どこの誰よりも、先生を愛してる。
平澤さんを落ち着かせて帰らせた後、職員室に戻ると河原先生と溝本先生の2人がいた。
僕は知っている。この2人がセフレ関係にあること。
河原先生の耳元で何かを囁いている溝本先生。2人共が微笑みながらコソコソと会話をしている。職員室で繰り広げられるその光景が妙に異常だ。

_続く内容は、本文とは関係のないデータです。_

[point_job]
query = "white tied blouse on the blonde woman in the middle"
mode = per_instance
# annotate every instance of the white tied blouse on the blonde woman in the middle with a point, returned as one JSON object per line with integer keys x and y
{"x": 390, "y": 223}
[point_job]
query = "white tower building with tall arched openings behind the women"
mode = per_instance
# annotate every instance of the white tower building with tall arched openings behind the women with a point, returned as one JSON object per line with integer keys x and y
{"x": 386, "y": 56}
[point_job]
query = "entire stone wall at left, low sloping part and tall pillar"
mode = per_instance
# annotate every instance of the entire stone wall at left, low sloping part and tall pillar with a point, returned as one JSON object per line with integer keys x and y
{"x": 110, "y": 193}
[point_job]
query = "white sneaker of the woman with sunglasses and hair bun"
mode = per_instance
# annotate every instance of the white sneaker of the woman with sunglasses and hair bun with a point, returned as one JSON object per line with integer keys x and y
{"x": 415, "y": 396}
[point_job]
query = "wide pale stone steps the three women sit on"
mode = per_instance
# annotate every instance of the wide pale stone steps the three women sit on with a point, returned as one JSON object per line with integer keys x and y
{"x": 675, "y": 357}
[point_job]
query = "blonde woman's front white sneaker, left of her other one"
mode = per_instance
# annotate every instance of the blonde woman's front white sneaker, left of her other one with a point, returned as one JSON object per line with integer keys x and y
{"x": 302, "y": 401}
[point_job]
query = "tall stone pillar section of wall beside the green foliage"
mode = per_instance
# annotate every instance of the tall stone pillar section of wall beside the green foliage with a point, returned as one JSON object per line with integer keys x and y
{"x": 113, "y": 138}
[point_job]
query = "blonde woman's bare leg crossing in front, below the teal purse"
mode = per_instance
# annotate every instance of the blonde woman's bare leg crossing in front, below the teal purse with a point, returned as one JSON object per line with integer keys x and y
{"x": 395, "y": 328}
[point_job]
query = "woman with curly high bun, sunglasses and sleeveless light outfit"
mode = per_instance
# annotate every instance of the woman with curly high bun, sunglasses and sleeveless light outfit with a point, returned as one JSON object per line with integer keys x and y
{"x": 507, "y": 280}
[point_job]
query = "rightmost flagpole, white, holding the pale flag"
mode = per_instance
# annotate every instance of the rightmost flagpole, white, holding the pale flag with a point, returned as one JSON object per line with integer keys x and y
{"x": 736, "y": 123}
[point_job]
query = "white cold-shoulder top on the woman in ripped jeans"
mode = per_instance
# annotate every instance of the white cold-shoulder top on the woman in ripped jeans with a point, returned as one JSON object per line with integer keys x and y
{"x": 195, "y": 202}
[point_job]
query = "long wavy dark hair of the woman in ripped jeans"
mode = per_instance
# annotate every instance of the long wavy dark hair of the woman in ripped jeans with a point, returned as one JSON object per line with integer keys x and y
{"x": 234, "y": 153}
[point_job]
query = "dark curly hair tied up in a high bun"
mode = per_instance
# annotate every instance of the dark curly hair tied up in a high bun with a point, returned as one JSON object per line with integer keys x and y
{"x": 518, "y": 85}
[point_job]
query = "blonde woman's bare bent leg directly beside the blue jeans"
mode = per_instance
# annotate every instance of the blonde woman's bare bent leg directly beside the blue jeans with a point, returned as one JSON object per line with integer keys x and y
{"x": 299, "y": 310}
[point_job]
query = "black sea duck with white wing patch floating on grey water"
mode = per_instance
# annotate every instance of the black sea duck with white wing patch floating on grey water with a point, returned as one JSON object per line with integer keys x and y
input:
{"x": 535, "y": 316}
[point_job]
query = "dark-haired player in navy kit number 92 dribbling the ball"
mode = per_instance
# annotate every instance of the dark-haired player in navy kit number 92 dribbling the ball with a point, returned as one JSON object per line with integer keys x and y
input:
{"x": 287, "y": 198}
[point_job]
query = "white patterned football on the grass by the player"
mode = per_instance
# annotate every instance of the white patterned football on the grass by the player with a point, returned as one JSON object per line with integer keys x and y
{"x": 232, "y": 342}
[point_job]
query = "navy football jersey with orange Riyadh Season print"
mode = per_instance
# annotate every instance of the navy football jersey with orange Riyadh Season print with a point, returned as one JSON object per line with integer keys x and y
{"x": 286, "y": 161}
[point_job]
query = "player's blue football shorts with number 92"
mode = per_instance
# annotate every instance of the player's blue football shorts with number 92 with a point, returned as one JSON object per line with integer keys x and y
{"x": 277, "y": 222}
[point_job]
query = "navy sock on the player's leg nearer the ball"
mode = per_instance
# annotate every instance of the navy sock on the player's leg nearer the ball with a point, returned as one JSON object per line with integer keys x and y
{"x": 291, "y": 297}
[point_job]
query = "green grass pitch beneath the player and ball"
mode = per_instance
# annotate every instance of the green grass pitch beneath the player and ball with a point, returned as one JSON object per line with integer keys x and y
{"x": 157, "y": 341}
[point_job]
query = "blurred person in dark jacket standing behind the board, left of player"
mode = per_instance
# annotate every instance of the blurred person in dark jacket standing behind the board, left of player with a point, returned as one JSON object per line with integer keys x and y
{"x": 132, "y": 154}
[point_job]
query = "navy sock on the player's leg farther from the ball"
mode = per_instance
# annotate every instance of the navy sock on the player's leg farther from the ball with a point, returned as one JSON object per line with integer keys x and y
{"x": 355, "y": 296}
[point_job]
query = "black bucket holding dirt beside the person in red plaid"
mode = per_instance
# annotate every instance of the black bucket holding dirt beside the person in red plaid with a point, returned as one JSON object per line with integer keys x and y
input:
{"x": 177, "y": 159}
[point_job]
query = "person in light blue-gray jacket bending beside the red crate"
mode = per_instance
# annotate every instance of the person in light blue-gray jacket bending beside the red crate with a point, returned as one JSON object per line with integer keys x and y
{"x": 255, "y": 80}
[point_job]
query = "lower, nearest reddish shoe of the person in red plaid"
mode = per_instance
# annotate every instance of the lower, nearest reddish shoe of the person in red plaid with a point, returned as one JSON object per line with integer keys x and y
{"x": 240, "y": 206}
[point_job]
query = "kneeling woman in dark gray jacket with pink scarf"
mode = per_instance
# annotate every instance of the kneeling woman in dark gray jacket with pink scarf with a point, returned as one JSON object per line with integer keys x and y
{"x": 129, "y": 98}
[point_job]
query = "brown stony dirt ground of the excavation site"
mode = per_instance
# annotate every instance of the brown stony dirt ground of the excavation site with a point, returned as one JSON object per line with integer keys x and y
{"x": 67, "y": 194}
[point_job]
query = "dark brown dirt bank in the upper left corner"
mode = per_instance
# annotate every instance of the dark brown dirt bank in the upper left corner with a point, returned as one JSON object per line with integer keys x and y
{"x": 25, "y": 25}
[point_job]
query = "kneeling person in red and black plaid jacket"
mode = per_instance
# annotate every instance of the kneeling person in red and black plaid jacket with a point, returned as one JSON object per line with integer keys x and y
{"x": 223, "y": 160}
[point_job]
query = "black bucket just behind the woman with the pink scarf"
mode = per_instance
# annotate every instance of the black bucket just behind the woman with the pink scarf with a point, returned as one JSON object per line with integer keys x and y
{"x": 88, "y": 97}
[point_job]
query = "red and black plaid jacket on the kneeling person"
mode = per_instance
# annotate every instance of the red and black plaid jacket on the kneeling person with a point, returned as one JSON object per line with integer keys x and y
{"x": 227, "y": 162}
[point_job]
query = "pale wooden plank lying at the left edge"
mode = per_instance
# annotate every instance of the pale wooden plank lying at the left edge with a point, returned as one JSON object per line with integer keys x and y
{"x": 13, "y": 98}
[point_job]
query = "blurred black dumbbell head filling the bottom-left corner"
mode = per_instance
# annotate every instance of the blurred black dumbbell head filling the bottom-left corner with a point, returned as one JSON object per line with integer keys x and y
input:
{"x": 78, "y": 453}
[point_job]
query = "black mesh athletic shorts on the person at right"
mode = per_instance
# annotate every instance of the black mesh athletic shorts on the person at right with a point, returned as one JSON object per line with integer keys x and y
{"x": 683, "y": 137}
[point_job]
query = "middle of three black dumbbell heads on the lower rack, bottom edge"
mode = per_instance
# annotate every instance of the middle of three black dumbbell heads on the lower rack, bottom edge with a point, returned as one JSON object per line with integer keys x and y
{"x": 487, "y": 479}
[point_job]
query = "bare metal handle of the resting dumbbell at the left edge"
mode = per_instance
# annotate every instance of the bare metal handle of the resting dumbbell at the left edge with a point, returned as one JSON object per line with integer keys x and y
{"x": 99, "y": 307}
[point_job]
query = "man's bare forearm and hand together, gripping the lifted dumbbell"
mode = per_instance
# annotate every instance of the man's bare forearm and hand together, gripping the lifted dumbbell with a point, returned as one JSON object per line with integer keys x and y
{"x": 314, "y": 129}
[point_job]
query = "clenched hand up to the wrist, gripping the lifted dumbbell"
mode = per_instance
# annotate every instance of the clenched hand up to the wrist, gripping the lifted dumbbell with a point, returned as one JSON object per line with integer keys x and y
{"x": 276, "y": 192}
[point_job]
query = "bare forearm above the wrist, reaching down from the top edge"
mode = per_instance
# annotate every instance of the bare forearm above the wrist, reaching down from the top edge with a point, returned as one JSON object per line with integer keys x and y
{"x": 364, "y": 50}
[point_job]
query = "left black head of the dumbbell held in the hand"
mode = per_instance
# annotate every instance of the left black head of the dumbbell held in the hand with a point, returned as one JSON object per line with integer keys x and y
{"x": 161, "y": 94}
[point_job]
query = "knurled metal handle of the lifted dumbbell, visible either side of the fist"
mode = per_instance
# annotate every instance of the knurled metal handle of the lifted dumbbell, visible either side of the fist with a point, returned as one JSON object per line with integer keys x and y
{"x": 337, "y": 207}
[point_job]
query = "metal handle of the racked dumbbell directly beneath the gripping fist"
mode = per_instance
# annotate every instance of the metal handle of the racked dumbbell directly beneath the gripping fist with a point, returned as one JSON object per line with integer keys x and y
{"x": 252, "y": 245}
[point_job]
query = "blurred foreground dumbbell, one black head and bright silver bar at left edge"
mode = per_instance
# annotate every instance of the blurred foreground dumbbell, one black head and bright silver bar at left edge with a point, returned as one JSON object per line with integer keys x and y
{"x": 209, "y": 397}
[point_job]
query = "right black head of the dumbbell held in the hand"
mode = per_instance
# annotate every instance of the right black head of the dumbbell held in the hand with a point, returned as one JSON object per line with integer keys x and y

昨日平澤さんが目撃した時も、2人は微笑みながら会話をしていた。
見た感じ、河原先生に恋愛感情は無いと思う。
けれど溝本先生……。
こちらは完全に恋をしている。そんな雰囲気が、常に醸し出されていた。
「……河原先生、溝本先生」
職員室の出入口から2人の名を呼ぶと、溝本先生は飛び跳ねるように河原先生から離れた。顔を少しだけ紅く染めた溝本先生は、睨むように僕を見つめる。
「お2人とも、気を付けた方が良いですよ。誰がどう見ても、付き合っているみたいです」
その言葉に焦って動揺したのは、やはり溝本先生だ。
「つ、付き合ってないです。誤解を招くようなこと言わないで、柚木先生」
「距離感がおかしいんですよ」
一方、無言で一点を見つめたままの河原先生。その様子に少し苛立ちを覚え、つい言葉を投げ掛けてしまった。
「……河原先生、あまり適当なことしない方が良いですよ。突き放すならそうする、受け入れるならそれなりの覚悟をする。今の河原先生は、あまりにも中途半端です。そうやって特定の人を苦しめるなら、僕は貴方を許さない」
河原先生は冷静だった。
表情1つ変えずに、どんよりとした瞳をこちらに向ける。そして、呟くように口を開いた。
「……やっぱり、柚木先生」
「………」
だがしかし、河原先生はそれ以上の言葉を継がなかった。
「……」
無言で立ち尽くしている河原先生と溝本先生。
そんな2人を無視して僕は自席に戻り、散らかっている机の上を片付け始めた。